But in the past few months, there has been a shift. Though still unsure of the exact cause of the deaths, government agencies and some industry-safety executives are now acknowledging a pattern and are focusing on the possible role played in the deaths by hydrocarbon chemicals, which can lead to quick asphyxiation or heart failure when inhaled in large quantities. 
In the meantime, federal agencies and industry-safety groups are planning to send out a joint alert to the oil industry as early as this week, warning of the potential for imminent danger from inhaling hydrocarbons, according to several people involved in the effort. Much of the industry remains ignorant of the possible risks, they say...
I would think this is about a lack of oxygen, but hey, I could be wrong. Any ideas?

*Can't get to the article? Google the title.


  1. I wouldn't be surprised at all. I was once deactivating ~0.15 g polyolefin catalyst containing methylaluminoxane (MAO) with dilute sulfuric acid. Noticing gas evolution, I vented the screw cap vial (~20 mL). For the next 15 seconds, I had an intense headache and dizziness. It caught the attention of my coworker, who was shooting the breeze with me. "You OK? You just got really quiet."

    Looking into it further, headache and dizziness are often reported by people shortly before sewer gas explosions.
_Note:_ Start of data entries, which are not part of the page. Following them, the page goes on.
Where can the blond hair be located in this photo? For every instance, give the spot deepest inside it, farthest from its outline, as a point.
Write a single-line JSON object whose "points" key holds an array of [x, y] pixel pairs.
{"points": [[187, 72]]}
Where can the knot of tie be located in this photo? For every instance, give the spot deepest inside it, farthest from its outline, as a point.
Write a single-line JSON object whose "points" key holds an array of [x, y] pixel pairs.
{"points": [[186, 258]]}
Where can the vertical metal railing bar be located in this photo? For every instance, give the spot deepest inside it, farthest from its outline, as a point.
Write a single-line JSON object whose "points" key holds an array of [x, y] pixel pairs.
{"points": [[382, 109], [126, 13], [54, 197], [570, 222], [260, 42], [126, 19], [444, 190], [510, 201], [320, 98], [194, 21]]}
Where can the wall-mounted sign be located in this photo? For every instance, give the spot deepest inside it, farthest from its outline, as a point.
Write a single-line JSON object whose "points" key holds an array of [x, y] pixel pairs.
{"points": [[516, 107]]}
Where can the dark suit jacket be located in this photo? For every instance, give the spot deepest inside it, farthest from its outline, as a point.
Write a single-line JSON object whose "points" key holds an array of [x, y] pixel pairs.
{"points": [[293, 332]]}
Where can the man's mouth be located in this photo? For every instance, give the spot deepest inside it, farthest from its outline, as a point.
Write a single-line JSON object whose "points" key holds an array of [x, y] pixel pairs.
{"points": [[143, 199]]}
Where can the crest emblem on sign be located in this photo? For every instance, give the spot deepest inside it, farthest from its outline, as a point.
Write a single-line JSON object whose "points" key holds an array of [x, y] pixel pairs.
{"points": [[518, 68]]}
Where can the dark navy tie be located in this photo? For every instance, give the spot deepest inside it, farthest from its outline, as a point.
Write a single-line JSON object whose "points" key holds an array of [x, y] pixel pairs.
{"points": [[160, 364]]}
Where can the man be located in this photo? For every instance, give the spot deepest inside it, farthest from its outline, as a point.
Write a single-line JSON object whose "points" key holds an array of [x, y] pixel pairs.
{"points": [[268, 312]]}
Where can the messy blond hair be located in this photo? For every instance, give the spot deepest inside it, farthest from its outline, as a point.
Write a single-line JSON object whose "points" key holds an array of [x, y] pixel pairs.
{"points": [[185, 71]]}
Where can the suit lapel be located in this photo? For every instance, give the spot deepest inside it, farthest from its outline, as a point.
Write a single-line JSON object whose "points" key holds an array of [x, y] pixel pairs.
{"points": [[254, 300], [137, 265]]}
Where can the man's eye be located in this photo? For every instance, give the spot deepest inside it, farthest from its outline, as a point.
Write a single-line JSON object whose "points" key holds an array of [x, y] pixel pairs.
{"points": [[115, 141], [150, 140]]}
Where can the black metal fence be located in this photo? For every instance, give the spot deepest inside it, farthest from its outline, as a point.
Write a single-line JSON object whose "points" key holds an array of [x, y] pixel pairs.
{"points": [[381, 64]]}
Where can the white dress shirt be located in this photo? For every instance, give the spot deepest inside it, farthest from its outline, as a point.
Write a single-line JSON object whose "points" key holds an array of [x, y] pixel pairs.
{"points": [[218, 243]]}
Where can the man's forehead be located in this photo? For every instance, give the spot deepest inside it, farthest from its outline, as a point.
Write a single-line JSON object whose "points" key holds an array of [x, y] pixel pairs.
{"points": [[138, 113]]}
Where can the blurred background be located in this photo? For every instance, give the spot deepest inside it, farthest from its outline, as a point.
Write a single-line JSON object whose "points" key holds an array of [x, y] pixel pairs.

Higher concentrations may well cause instant incapacitation followed by death.


  2. What was in those tanks? If it was crude oil, then it could be H2S.

  3. It would be interesting to compare the time of day and the recorded wind speed at the time. If this happens in the afternoon, when there is no wind, then I would suspect low boiling hydrocarbons offgassing from the crude because sun heats up the tanks during the day, and if there is no wind the vapors/gases can pool on top of these ginormous tanks. Should you become anesthetized/suffer a seizure or arrhythmia and fall down into the vapor blanket sitting on the tank, you won't come back to. An obvious solution would be to hire more people and do these inspections in pairs.

    Also, I wonder if this spate of deaths is a more recent phenomenon, and if the incidents happened mostly with shale oil obtained by fracking. (It contains far more volatiles than conventional crude)

  4. It could be work-related heart attacks blamed on chemicals.

    Some companies require workers to put on 40-60lbs of safety gear to climb the catwalks. Combined with a hot day, such physical assertion could be deadly for a 50+ year old who has a heart condition and a potbelly. (Many fit that physical description at a couple plants with those rules.) I know a guy who went into congestive heart failure after a bad day at work.


      It's pretty clear that's not the case.

  5. I've often noticed a larger proportion of dead birds on the roofs and around chemistry buildings. Proverbial canaries in the coal mine?